L'approche systémique - Par Jacques St-Onge, psychologue, spécialiste à l'approche systémique.


L'utilisation de l'hypnose dans un contexte thérapeutique






En thérapie, l'utilisation de l'hypnose apporte parfois une aide considérable et peut même, dans certains cas être la clé du succès. Cependant il est important de bien la comprendre car elle fait l'objet de plusieurs mythes. L'hypnose est définie par le dictionnaire Larousse comme un « état de sommeil artificiel provoqué par suggestion », ou encore une « technique de suggestion propre à provoquer cet état ». En fait, l'hypnose est aussi loin du sommeil qu'il est possible de l'être. En effet, l'hypnose est un état qui est caractérisé par une élévation de la suggestibilité (capacité d'être sensible à des suggestions). Alors, la conscience ou le comportement de l'individu peut être altéré sans que celui-ci semble consciemment vouloir ce qui se passe. Environ quinze pour-cent des gens sont très facilement hypnotisables (le simple fait de savoir qu'ils vont être hypnotisés est suffisant pour qu'ils le deviennent). Un autre quinze pour-cent est si difficile à hypnotiser qu'il semble impossible d'y parvenir.
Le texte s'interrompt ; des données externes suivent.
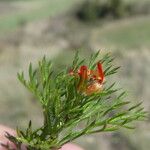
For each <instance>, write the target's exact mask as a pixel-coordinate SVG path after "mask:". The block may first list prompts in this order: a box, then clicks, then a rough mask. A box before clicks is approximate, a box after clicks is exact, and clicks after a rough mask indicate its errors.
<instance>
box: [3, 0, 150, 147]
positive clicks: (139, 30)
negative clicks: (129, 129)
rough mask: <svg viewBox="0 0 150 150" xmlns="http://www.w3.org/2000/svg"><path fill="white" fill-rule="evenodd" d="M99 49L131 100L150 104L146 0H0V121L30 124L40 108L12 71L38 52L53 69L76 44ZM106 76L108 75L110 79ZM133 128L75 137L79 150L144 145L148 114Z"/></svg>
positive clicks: (146, 109) (148, 60)
mask: <svg viewBox="0 0 150 150" xmlns="http://www.w3.org/2000/svg"><path fill="white" fill-rule="evenodd" d="M99 49H101V50H102V51H104V52H105V51H106V52H111V53H112V55H113V56H115V58H116V60H115V64H116V65H120V66H122V68H121V69H120V71H119V72H118V75H116V76H115V80H116V81H117V83H118V84H119V86H120V87H123V88H124V89H126V90H127V91H128V93H129V99H127V100H131V101H133V102H137V101H143V105H144V106H145V108H146V110H147V111H149V110H150V101H149V98H150V85H149V84H150V0H142V1H141V0H0V124H4V125H7V126H10V127H12V128H15V127H16V126H18V127H20V128H22V129H24V128H25V127H26V126H27V124H28V121H29V120H33V124H34V126H35V127H38V126H39V125H41V123H42V113H41V109H40V106H39V104H38V102H37V101H36V100H35V98H34V97H33V96H32V95H31V94H30V93H29V92H28V91H27V90H26V89H25V88H24V87H23V86H22V85H21V84H20V83H19V81H18V80H17V77H16V74H17V72H18V71H20V70H27V68H28V64H29V62H33V63H34V64H35V65H36V63H37V62H38V60H39V59H40V58H42V57H43V55H46V56H47V57H48V58H50V59H52V60H53V63H54V65H55V68H56V71H58V70H59V69H61V68H64V67H66V65H69V64H70V63H71V61H72V58H73V55H74V53H75V51H76V50H79V51H81V52H80V54H81V56H82V57H89V54H90V53H92V52H93V51H97V50H99ZM110 80H111V79H110ZM136 127H137V128H136V129H135V130H133V131H129V130H120V131H118V132H115V133H106V134H95V135H91V136H86V137H81V138H80V139H78V140H76V141H75V143H77V144H79V145H80V146H82V147H83V148H84V149H85V150H91V149H94V150H149V149H150V142H149V141H150V123H149V120H148V121H145V122H142V123H141V122H140V123H138V124H136Z"/></svg>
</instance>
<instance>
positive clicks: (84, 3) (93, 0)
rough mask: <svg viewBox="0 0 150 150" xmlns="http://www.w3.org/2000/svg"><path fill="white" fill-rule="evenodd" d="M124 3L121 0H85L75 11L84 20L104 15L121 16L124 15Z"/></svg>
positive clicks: (95, 17)
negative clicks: (76, 12)
mask: <svg viewBox="0 0 150 150" xmlns="http://www.w3.org/2000/svg"><path fill="white" fill-rule="evenodd" d="M126 10H127V9H126V5H125V4H124V3H123V1H122V0H107V1H105V2H102V1H100V0H92V1H89V0H86V1H85V2H84V3H83V4H82V6H81V7H80V8H79V10H78V12H77V17H78V18H79V19H81V20H84V21H93V20H98V19H100V18H104V17H108V16H111V17H114V18H118V17H122V16H124V15H125V13H126V12H125V11H126Z"/></svg>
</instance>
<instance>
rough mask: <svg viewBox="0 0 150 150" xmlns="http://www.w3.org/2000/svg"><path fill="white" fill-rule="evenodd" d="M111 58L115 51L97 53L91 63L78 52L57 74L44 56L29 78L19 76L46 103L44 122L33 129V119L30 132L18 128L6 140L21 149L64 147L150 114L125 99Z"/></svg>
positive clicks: (124, 97) (43, 102)
mask: <svg viewBox="0 0 150 150" xmlns="http://www.w3.org/2000/svg"><path fill="white" fill-rule="evenodd" d="M112 62H113V58H112V57H111V56H110V54H105V55H103V56H101V53H100V52H97V53H95V54H92V55H91V57H90V58H89V60H88V61H86V60H80V58H79V55H78V53H76V55H75V58H74V60H73V63H72V65H70V66H68V68H67V69H64V70H60V72H59V73H58V74H57V75H54V74H53V68H52V63H51V61H49V60H47V59H46V58H45V57H44V58H43V59H42V60H41V61H39V64H38V67H37V68H36V69H33V67H32V64H30V66H29V79H28V80H26V79H25V77H24V73H23V72H22V73H18V79H19V80H20V81H21V83H22V84H23V85H24V86H25V87H26V88H27V89H29V91H30V92H32V93H33V94H34V95H35V96H36V97H37V100H38V101H39V103H40V104H41V107H42V110H43V118H44V119H43V125H42V126H41V127H39V128H37V129H34V128H33V125H32V123H31V121H30V122H29V125H28V127H27V129H26V130H25V131H21V130H19V129H17V136H16V137H14V136H12V135H10V134H7V135H6V136H7V138H8V139H9V140H10V141H12V142H13V143H14V144H15V145H16V149H18V150H20V149H21V146H22V145H25V146H26V148H27V150H59V149H60V148H61V147H62V146H63V145H64V144H66V143H68V142H71V141H73V140H74V139H76V138H79V137H80V136H83V135H89V134H93V133H97V132H98V133H100V132H108V131H109V132H113V131H115V130H119V129H120V128H128V129H133V128H134V126H133V123H134V122H135V121H138V120H143V119H144V118H145V117H146V112H145V111H144V110H143V107H141V103H138V104H135V105H133V104H130V101H125V100H124V98H125V96H126V94H125V92H124V91H123V92H121V91H120V90H118V89H116V88H115V82H114V83H112V78H111V76H112V75H113V74H115V73H117V70H118V69H119V67H114V65H113V63H112ZM54 70H55V69H54ZM80 124H82V126H80ZM7 148H8V149H9V147H7Z"/></svg>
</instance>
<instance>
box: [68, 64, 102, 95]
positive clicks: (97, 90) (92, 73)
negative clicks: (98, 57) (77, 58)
mask: <svg viewBox="0 0 150 150" xmlns="http://www.w3.org/2000/svg"><path fill="white" fill-rule="evenodd" d="M70 75H76V76H79V78H80V80H79V83H78V86H77V89H78V91H80V92H83V93H85V94H87V95H90V94H93V93H97V92H100V91H102V87H103V82H104V72H103V69H102V64H101V63H100V62H98V63H97V68H96V70H89V69H88V67H87V66H81V67H80V68H79V70H78V71H77V72H76V73H75V72H73V71H72V70H71V71H70Z"/></svg>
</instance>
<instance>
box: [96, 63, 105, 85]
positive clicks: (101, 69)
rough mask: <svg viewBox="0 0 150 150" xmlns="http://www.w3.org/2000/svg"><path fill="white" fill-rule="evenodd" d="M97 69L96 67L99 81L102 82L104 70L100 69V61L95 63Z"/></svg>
mask: <svg viewBox="0 0 150 150" xmlns="http://www.w3.org/2000/svg"><path fill="white" fill-rule="evenodd" d="M97 69H98V74H99V77H100V78H101V81H100V83H102V82H103V81H104V72H103V69H102V64H101V63H100V62H98V63H97Z"/></svg>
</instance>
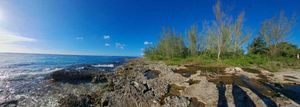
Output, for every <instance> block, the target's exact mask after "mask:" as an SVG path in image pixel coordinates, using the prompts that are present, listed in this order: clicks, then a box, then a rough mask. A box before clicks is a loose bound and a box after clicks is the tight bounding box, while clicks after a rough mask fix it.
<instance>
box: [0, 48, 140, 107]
mask: <svg viewBox="0 0 300 107" xmlns="http://www.w3.org/2000/svg"><path fill="white" fill-rule="evenodd" d="M131 58H134V57H123V56H79V55H46V54H17V53H0V106H1V103H2V102H6V101H10V100H18V101H19V103H22V102H24V104H26V106H28V105H27V104H31V103H32V104H33V106H41V105H35V104H50V106H52V105H51V103H52V102H55V101H48V99H49V100H51V99H50V97H49V96H52V95H53V96H54V95H55V94H53V91H55V90H73V89H74V87H75V86H76V87H86V88H87V89H92V88H91V87H97V85H90V84H82V85H74V87H70V85H68V84H63V85H58V84H53V83H51V78H50V76H49V75H50V74H51V72H53V71H56V70H59V69H64V68H75V69H77V68H78V69H80V68H83V67H86V66H92V67H94V68H96V70H97V71H98V70H99V72H104V71H113V69H114V68H116V67H117V66H119V65H121V64H123V63H124V62H126V61H128V59H131ZM71 86H73V85H71ZM45 87H48V88H45ZM49 87H51V88H49ZM53 87H56V88H53ZM49 93H51V95H47V94H49ZM58 93H61V92H58ZM44 96H47V97H44ZM42 98H44V99H42ZM53 98H57V97H53ZM28 99H29V100H28ZM31 100H32V101H31ZM39 100H41V101H39ZM36 101H37V102H36Z"/></svg>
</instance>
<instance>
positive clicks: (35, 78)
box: [0, 68, 63, 81]
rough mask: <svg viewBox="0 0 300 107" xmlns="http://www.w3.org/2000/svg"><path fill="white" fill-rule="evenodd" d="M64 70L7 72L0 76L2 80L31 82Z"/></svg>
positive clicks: (0, 77) (60, 68) (46, 70)
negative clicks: (60, 70)
mask: <svg viewBox="0 0 300 107" xmlns="http://www.w3.org/2000/svg"><path fill="white" fill-rule="evenodd" d="M62 69H63V68H54V69H51V68H45V69H43V70H41V71H39V72H14V73H11V72H6V73H5V74H4V75H1V76H0V79H1V80H9V81H15V80H29V79H44V78H45V75H48V74H50V73H52V72H54V71H57V70H62Z"/></svg>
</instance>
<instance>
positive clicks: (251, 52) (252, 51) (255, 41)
mask: <svg viewBox="0 0 300 107" xmlns="http://www.w3.org/2000/svg"><path fill="white" fill-rule="evenodd" d="M268 51H269V49H268V47H267V43H266V42H265V41H264V39H263V37H261V36H259V37H256V38H255V39H254V40H253V42H252V44H250V45H249V47H248V53H249V54H261V55H265V54H267V53H268Z"/></svg>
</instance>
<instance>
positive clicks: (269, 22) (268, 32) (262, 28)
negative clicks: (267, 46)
mask: <svg viewBox="0 0 300 107" xmlns="http://www.w3.org/2000/svg"><path fill="white" fill-rule="evenodd" d="M294 23H295V18H294V17H292V18H288V17H287V16H285V15H284V13H283V12H281V13H280V15H279V16H274V17H272V18H271V19H268V20H265V21H264V22H263V23H262V27H261V28H260V35H261V36H263V37H264V39H265V41H266V43H267V45H268V47H269V55H272V56H276V55H278V51H279V50H280V48H278V46H277V45H278V44H279V43H280V42H283V40H284V39H285V38H286V37H287V36H288V34H289V33H290V31H291V29H292V27H293V25H294Z"/></svg>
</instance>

Il en reste soixante-dix pour cent que l'on peut diviser en deux parties, ceux qui peuvent y arriver avec la répétition et ceux qui sont normalement hypnotisables.

L'auteur utilise l'hypnose surtout pour des problèmes physiques : douleurs, opérations, etc. et pour faciliter le processus thérapeutique.

Exemples de douleurs

1- Une femme subit une intervention chirurgicale pour un cancer du sein. La douleur l'empêche de lever son bras. Après une seule séance, elle peut déplacer son bras à sa guise.

2- Un homme se fait faire la vasectomie le matin et consulte en après-midi. À son arrivée, il descend en se tenant à la rampe et se déplace péniblement. à la fin de la séance, il remonte l'escalier en courant.

3- Ces deux exemples, qui ont fonctionné rapidement, illustrent ce qui peut se produire quand la personne est très suggestible ou très hypnotisable.

Un exemple de facilitation de processus thérapeutique
 
1- Une famille consulte parce que la mère est anxieuse. Le fils aîné et le père se chicanent continuellement mais la relation entre la mère et le fils semble satisfaisante. Le père se plaint que la mère et le fils soient très différents de lui, au point qu'il a l'impression de ne pas faire partie de la famille. La mère se plaint de faire de l'anxiété quand le père et le fils se disputent. Il a été convenu de traiter la mère par hypnose pour alléger son anxiété. Le père était très étonné de voir la mère hypnotisée, ce qui a spontanément induit, chez lui, l'état d'hypnose. Le fils, pour ne pas être laisseé pour contre, a demandé à être hypnotisé lui aussi. Tous trois sont repartis avec une expérience commune qui a confirmé qu'ils provenaient de la même famille. Le père a été rassuré sur son acceptation par la famille. La mère a été rassurée sur la capacité du père à être sensible. Et le fils a pu les aimer tous les deux. Cette expérience commune les a rendus « plus semblables » et les a aidés à se mieux fonctionner ensemble par la suite.

2- Un homme veut cesser de fumer. Après avoir tenté de savoir pourquoi il tenait tant à cesser de fumer, et, satisfait des réponses, l'hypnose est envisagée, malgré le peu d'éléments en faveur d'un résultat positif. De fait, la séance d'hypnose n'a pas fonctionné, car selon lui, « il devait dormir ». Cet homme croit, même après des explications à l'effet contraire, que le « sommeil profond » est le signe principal qu'il était hypnotisé : pas de sommeil, pas d'hypnose. Il continue toujours de fumer.

Ces exemples nous aident entre autres à comprendre à quel point la vision de la personne traitée a une influence sur le résultat du traitement. L'hypnose aura un effet positif en autant que la personne soit ouverte à la thérapie. Elle peut aussi provoquer des changements surprenants dans plusieurs cas. Il revient donc au psychologue le soin de déterminer dans quelles circonstances cette technique doit être utilisée.